Detecting a change in attitude among both buyers and sellers — not to mention what is now a three-month increase in the benchmark price indices that bear his name — economist Karl Case believes the housing market has hit bottom.
Not that housing is ready to bounce back with a vengeance, but at least it is no longer in a free-fall, the co-founder of the S&P Case Shiller indices said at the New England Mortgage Bankers Conference in Providence, R.I.
"We're not going to come roaring out of this," said Case, who has been teaching economics at Wellesley College for more than 30 years. "We'll come out of this slowly. There will be some bad days and good days, but the mood began changing in March."

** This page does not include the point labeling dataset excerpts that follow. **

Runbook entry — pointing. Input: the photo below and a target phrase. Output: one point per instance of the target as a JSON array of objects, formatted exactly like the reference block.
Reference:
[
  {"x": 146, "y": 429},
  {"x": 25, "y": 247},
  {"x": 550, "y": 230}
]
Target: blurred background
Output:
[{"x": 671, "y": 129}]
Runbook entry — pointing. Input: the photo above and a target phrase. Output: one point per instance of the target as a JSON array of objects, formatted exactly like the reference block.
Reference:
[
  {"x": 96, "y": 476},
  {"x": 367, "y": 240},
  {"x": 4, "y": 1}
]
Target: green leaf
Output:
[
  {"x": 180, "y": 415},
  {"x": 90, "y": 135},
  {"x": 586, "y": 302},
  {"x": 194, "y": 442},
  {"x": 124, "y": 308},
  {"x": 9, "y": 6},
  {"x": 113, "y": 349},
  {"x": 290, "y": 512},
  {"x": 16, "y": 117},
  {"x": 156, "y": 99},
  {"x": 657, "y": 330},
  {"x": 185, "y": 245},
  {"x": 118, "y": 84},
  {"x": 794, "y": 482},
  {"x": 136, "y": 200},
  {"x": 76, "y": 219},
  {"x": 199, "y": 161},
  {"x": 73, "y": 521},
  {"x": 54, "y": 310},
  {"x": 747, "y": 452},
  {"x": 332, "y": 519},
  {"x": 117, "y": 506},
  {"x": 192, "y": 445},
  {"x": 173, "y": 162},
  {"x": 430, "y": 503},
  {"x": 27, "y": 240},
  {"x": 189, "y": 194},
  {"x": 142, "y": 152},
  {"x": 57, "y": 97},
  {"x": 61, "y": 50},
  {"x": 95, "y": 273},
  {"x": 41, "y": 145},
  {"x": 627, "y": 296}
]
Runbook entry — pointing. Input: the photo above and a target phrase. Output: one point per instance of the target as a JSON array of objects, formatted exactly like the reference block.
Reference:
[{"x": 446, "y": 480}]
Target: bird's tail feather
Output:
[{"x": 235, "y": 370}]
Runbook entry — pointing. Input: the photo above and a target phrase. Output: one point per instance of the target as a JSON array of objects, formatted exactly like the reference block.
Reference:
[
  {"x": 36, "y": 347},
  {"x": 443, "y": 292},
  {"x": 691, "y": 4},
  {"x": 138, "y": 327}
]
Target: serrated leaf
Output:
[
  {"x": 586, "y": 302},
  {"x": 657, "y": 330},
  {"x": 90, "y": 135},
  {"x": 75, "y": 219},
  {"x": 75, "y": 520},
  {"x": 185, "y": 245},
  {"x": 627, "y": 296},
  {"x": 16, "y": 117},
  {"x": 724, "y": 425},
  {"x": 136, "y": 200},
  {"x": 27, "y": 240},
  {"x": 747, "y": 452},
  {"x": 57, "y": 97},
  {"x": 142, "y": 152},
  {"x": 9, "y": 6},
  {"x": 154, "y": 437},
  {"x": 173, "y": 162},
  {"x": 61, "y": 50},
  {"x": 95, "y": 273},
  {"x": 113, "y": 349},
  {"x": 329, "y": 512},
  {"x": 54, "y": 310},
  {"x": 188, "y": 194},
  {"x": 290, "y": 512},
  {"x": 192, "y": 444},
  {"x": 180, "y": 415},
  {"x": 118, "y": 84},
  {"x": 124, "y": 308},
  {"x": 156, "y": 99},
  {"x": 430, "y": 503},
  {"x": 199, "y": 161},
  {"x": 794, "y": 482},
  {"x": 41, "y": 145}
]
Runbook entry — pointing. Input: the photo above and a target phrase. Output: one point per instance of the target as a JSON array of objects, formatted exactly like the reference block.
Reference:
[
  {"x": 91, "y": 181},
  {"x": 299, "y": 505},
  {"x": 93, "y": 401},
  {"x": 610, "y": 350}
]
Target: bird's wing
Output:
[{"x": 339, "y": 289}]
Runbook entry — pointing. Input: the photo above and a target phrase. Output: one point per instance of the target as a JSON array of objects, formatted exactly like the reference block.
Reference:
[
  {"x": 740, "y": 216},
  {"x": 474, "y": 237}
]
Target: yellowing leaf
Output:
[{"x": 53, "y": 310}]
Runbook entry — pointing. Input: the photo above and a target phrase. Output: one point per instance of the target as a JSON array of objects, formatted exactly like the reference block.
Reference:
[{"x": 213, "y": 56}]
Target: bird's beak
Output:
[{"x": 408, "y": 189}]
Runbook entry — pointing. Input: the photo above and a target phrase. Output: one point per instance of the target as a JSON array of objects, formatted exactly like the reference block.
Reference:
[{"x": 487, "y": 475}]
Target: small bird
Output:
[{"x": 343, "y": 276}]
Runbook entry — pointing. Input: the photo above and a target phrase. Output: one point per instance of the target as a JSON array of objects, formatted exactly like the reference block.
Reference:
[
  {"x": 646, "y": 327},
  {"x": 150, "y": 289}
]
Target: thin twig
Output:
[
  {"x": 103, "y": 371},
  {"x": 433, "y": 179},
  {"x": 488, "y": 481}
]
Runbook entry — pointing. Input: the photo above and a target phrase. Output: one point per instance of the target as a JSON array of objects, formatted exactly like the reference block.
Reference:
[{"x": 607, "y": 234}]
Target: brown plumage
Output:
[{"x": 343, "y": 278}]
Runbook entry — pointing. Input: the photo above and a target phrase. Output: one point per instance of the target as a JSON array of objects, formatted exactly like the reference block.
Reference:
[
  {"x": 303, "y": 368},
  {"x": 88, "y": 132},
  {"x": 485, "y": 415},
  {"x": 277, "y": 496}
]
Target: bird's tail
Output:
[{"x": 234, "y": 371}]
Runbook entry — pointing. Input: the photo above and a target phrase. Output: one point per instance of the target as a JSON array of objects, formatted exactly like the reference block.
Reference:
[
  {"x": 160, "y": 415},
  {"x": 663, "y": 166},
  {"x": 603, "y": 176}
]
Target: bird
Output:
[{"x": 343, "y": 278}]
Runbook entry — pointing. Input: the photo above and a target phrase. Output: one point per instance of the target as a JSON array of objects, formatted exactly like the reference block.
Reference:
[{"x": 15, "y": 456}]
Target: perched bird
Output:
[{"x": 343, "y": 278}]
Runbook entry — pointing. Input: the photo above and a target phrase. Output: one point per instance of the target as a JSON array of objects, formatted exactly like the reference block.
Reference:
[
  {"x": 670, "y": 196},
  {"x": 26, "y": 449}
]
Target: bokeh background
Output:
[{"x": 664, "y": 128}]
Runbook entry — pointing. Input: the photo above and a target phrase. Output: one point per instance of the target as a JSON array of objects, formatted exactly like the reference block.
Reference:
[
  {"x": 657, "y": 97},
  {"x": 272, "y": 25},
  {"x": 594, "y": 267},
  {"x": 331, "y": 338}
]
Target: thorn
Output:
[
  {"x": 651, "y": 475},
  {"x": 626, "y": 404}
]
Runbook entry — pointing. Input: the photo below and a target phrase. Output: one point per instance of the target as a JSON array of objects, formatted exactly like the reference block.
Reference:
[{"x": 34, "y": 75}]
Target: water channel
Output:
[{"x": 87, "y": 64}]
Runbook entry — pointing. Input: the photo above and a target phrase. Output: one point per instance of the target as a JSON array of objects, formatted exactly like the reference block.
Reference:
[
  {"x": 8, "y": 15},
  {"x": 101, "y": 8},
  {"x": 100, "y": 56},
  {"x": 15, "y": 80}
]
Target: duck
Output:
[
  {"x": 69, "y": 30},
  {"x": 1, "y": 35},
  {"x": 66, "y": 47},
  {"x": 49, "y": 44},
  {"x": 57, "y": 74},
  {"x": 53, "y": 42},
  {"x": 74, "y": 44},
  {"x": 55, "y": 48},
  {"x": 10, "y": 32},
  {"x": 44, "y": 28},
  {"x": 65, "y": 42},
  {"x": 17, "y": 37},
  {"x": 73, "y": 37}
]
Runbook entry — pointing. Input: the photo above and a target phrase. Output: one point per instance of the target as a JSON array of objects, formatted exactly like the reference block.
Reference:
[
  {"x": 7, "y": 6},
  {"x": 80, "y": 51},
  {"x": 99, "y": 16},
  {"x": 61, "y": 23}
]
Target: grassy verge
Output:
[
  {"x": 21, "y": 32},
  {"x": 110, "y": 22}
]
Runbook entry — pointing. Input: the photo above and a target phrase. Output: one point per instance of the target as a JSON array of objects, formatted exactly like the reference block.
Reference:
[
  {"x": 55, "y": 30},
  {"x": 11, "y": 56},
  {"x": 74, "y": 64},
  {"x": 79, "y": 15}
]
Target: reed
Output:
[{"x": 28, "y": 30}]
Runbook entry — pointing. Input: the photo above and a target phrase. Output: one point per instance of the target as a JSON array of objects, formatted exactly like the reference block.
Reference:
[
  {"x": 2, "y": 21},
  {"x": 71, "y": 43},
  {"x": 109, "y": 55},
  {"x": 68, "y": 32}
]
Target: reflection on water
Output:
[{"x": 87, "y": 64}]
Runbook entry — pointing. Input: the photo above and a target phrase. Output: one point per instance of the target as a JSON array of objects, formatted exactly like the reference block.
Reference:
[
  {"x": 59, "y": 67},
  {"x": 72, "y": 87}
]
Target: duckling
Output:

The economics professor cited several signs that a recovery has begun, including a 25% increase in housing starts since April and "the best number of all," a sharp drop in unsold inventory of new homes. The huge number of completed but unsold houses has "been a real drag" on the market, he said. "The building industry has been getting killed like it's never been killed before," he said.
But Case also warned that if he is reading the tealeaves incorrectly, the mortgage market could take another hit. If housing continues to falter, the economist said, "then we are writing bad paper now."
To illustrate just how far the housing sector has fallen, the economics professor pointed to housing starts, which nosedived from 2.273 million units at the peak of the cycle in January 2006 to 598,000 units in August. That decline cost the economy roughly $588 billion, or 4.2% of GDP, he said.